3. Take back control of your private information
Thanks to privacy laws like the GDPR, you have the right to access, alter, and even delete any of your data stored with big companies such as Facebook. This means that users can request a detailed report on the data a company holds and ask them to delete that data.
It can be a little tasking to get all this done yourself, but you don’t have to, thanks to many data removal services. These services will contact the big data companies and request the removal of your data on your behalf. An Example of this is DeleteMe.
4. Use browser plugins
With the rise in privacy concerns, browsers now have their measures to keep user data private. One such measure includes dedicated browser plugins or “pro-privacy” extensions. These plugins include anti-trackers and ad blockers, which work together to ensure zero ads and zero snooping.
Other ways to keep your data private
The tips mentioned above are the most recommended ways to protect your privacy. Yet, below, we list some more ways for enhanced protection.
- Delete accounts that are no longer in use and try to avoid big data companies.
- Be sure to log out of platforms when not using them.
- Frequently clear your cache and delete your browsing history and cookies.
Adhering to all these steps is an excellent start to safeguarding your online privacy. However, note that big data collection doesn’t happen solely online; you must also be vigilant to avoid offline traps.
FAQs
Big data’s shady side comes in three forms: shoddy data quality, security breaches, and misuse of private info. Crappy data equals faulty analysis full of holes and blind spots. Breaches leak personal stuff out to malicious hands. Misuse makes companies seem like they don’t keep tight control or come clean on how they employ user data.

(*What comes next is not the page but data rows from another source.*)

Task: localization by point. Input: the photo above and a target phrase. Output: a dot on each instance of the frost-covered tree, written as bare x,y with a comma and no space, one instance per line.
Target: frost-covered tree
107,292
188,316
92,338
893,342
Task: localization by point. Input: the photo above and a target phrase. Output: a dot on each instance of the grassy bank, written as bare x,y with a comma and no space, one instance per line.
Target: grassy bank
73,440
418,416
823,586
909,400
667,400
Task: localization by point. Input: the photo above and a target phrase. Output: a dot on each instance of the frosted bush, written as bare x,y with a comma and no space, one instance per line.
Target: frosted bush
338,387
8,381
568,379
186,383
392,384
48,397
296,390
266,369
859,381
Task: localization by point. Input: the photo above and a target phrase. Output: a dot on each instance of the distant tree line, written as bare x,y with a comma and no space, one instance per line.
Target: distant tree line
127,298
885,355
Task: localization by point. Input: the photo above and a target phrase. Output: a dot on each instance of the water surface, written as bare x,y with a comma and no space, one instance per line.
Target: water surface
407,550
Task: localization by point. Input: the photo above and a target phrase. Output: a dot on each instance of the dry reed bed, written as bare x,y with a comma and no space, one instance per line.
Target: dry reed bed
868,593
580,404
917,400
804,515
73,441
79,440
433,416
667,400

This trio of risks casts big data as a potentially dodgy deal, trading off conveniences for consumers’ peace of mind. Companies need to earn back that trust through accountability around these problem areas.
Three top ways to amplify privacy and reduce companies snooping on your personal data include:
1. Using a VPN.
2. Creating secure passwords using a password manager.
3. Taking control of your data.
Big data can have both negative and positive effects on user privacy. For one, it can better equip decision-makers to make the right decisions, which is excellent. Consequently, collecting so much data can create concerns about the abuse of sensitive data, data security risks, and data security and overall quality.